What routing change would resolve the issue?
A.
Enable Default Originate on edge-2 for OSPF.
B.
Configure static routes on the physical router.
C.
Enable route redistribution on edge-2 between both routing protocols.
D.
Enable Default Originate on edge-2 for BGP
Either C or D – I can’t figure out which one
https://docs.vmware.com/en/VMware-NSX-for-vSphere/6.3/com.vmware.nsx.admin.doc/GUID-2CA396D2-9712-4FC6-B0AF-5F1A0BE1CB33.html
Click Enable Default Originate to allow NSX Edge to advertise itself as a default gateway to its peers.
https://pubs.vmware.com/NSX-6/index.jsp#com.vmware.nsx.admin.doc/GUID-6DE97E5F-A147-4294-B162-08CB90B2699A.html
By default, routers share routes with other routers running the same protocol. In a multi-protocol environment, you must configure route redistribution for cross-protocol route sharing.
The graphic shows OSPF & BGP. My best guess is “C”
Clue is “you can’t reach edge-2”. This means ping can reach the physical router, which has a directly connected route so it forwards the packet to edge-2, edge-2 knows a lot of things for BGP and OSPF, but if it cannot reply is because it doesn’t have the route to 192.168.150.x network. This means BGP is only enabled for that link, not the rest of the links on the physical router.

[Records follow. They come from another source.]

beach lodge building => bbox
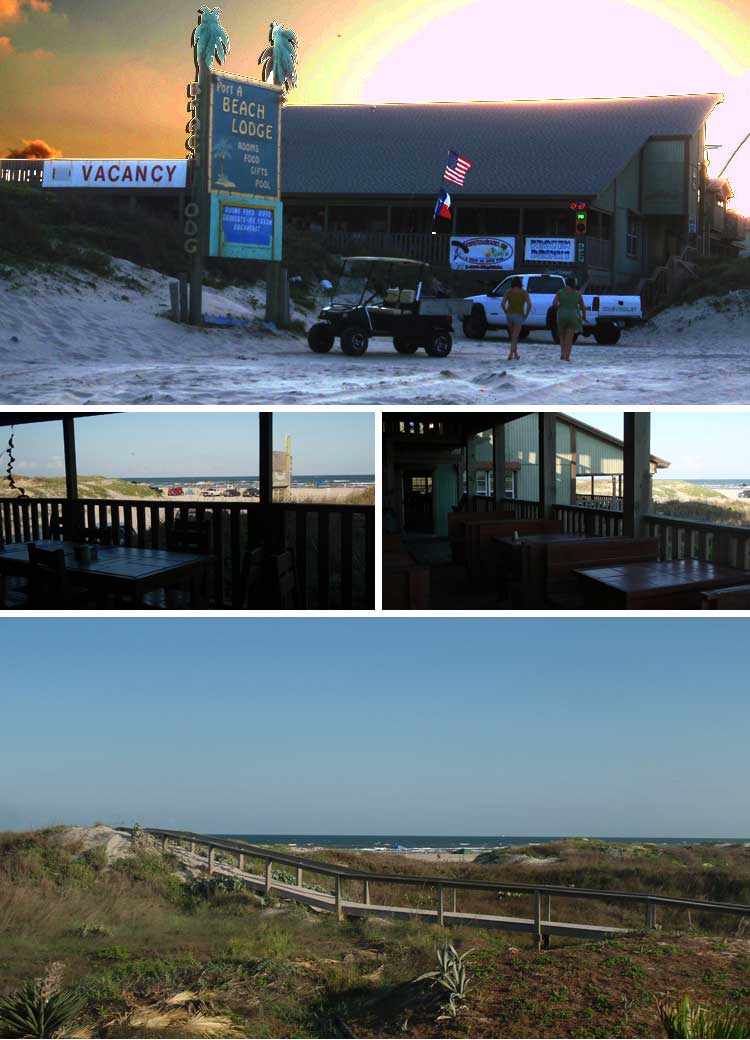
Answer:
[383,412,750,609]
[282,94,745,290]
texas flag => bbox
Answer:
[435,188,451,220]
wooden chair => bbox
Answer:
[28,542,90,609]
[241,546,268,610]
[700,584,750,610]
[274,549,300,610]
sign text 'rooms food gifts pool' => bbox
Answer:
[208,73,282,260]
[42,159,187,189]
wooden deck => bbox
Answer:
[127,828,750,946]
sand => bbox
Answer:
[0,260,750,406]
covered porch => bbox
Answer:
[0,412,374,609]
[383,412,750,609]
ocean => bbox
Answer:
[216,834,750,853]
[125,473,374,488]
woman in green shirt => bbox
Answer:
[500,278,532,361]
[552,275,586,361]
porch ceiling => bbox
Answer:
[0,412,118,426]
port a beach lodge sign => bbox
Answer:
[208,73,282,260]
[42,159,187,190]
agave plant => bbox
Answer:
[0,964,83,1038]
[656,996,750,1040]
[192,5,229,69]
[258,22,298,101]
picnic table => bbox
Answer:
[0,539,215,606]
[575,560,748,610]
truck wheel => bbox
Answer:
[307,321,336,354]
[463,307,487,339]
[341,327,367,358]
[594,326,620,346]
[424,332,454,358]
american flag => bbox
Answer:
[443,149,471,187]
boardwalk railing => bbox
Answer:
[119,827,750,945]
[0,498,374,609]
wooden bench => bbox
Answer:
[383,537,430,610]
[464,516,562,588]
[540,538,658,609]
[448,506,515,564]
[700,584,750,610]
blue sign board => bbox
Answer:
[209,193,282,260]
[208,73,281,199]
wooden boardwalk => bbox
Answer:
[125,828,750,946]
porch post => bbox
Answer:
[538,412,558,520]
[622,412,651,538]
[258,412,274,552]
[62,415,79,539]
[492,422,506,509]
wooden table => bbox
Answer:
[575,560,748,610]
[493,531,590,608]
[0,540,215,606]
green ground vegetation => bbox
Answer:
[0,473,161,498]
[0,829,750,1038]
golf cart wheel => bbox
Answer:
[424,332,454,358]
[594,326,620,346]
[307,321,336,354]
[463,308,487,339]
[341,328,367,358]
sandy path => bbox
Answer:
[5,261,750,406]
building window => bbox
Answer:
[625,213,641,258]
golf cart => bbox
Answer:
[307,257,452,358]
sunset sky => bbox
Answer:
[0,0,750,212]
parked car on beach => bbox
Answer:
[463,271,643,345]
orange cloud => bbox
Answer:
[0,137,62,159]
[0,0,52,22]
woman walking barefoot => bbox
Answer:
[552,275,586,361]
[500,278,532,361]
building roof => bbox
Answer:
[282,94,723,198]
[558,412,672,469]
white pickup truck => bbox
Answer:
[463,271,643,345]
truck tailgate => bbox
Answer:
[419,296,473,318]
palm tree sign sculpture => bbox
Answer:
[258,22,298,101]
[192,6,229,69]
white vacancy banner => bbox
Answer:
[523,238,575,263]
[42,159,187,188]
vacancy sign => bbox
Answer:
[42,159,187,189]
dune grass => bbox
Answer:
[0,829,750,1037]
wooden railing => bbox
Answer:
[553,505,622,538]
[0,498,374,609]
[124,827,750,944]
[311,231,450,267]
[646,513,750,570]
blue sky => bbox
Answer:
[0,412,374,476]
[0,618,750,837]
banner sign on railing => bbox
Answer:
[42,159,187,189]
[450,235,516,270]
[523,238,575,263]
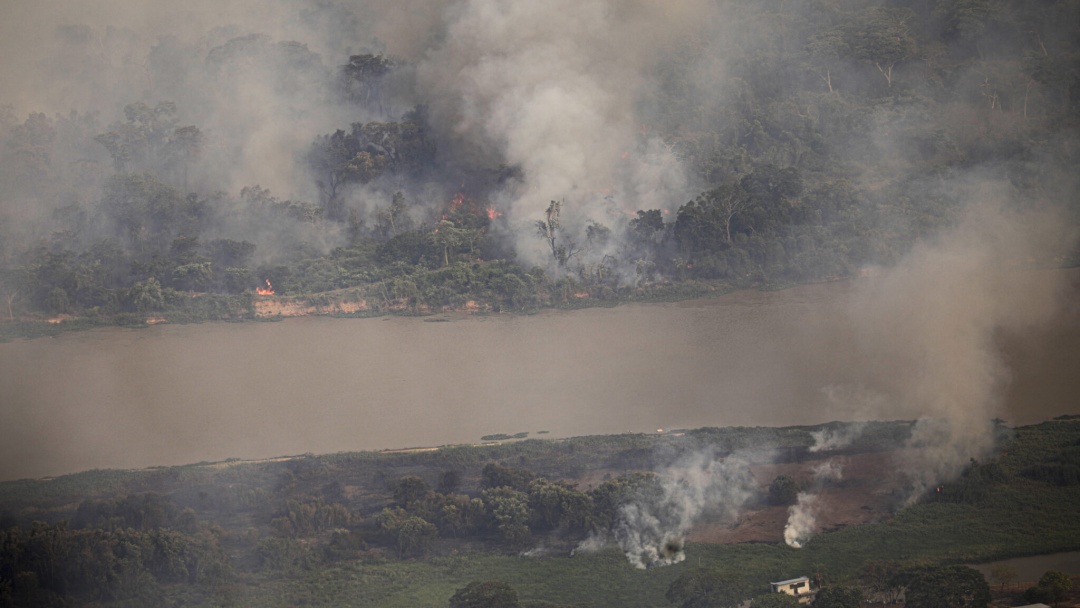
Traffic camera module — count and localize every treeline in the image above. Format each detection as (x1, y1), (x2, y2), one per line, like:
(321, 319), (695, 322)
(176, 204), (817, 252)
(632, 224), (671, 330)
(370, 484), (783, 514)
(0, 0), (1080, 332)
(259, 463), (662, 568)
(0, 495), (232, 607)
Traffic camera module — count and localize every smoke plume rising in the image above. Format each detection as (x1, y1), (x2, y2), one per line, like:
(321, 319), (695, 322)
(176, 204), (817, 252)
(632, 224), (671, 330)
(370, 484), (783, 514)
(850, 195), (1069, 501)
(784, 492), (820, 549)
(600, 454), (754, 568)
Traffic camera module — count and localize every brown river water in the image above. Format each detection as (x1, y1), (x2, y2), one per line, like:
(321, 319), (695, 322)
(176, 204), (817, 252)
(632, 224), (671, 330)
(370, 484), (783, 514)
(0, 271), (1080, 479)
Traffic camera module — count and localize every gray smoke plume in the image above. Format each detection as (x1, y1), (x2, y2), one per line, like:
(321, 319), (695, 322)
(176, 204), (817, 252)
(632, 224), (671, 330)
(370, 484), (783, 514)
(784, 492), (820, 549)
(604, 454), (754, 568)
(850, 191), (1071, 502)
(408, 0), (706, 265)
(810, 422), (866, 451)
(812, 458), (843, 484)
(784, 460), (842, 549)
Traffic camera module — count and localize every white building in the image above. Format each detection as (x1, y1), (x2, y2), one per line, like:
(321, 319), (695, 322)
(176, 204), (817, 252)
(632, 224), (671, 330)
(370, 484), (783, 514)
(769, 577), (813, 604)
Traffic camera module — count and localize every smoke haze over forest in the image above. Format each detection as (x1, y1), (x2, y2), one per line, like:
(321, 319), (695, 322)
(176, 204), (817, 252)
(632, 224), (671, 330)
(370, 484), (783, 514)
(0, 0), (1080, 565)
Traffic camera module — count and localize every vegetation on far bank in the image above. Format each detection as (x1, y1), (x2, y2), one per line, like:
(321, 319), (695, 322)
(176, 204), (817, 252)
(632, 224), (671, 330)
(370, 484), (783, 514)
(0, 419), (1080, 607)
(0, 0), (1080, 339)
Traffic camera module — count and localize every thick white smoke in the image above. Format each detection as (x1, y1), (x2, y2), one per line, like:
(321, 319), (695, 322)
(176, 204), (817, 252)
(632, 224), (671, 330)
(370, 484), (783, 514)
(784, 492), (819, 549)
(418, 0), (705, 264)
(609, 454), (754, 568)
(810, 422), (866, 451)
(851, 195), (1069, 502)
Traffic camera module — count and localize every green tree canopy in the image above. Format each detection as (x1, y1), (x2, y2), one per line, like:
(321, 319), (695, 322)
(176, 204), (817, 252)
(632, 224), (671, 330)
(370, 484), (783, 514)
(450, 581), (519, 608)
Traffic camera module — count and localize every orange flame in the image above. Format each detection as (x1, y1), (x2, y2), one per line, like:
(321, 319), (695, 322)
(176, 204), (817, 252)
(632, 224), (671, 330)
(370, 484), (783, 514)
(255, 279), (273, 296)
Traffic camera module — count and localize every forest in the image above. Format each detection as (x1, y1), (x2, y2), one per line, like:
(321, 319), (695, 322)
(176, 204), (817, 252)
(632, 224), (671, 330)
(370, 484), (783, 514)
(0, 0), (1080, 337)
(0, 416), (1080, 608)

If you enable route redistribution, OSPF routes will be injected at the physical router, which is good, but that won’t change the fact that edge-2 doesn’t know how to reach the 192.168.150.x network. Creating a static route on the physical router won’t fix the issue because edge-2 is the one that doesn’t know how to get there, hence default originate on edge-2 seems to be the right answer.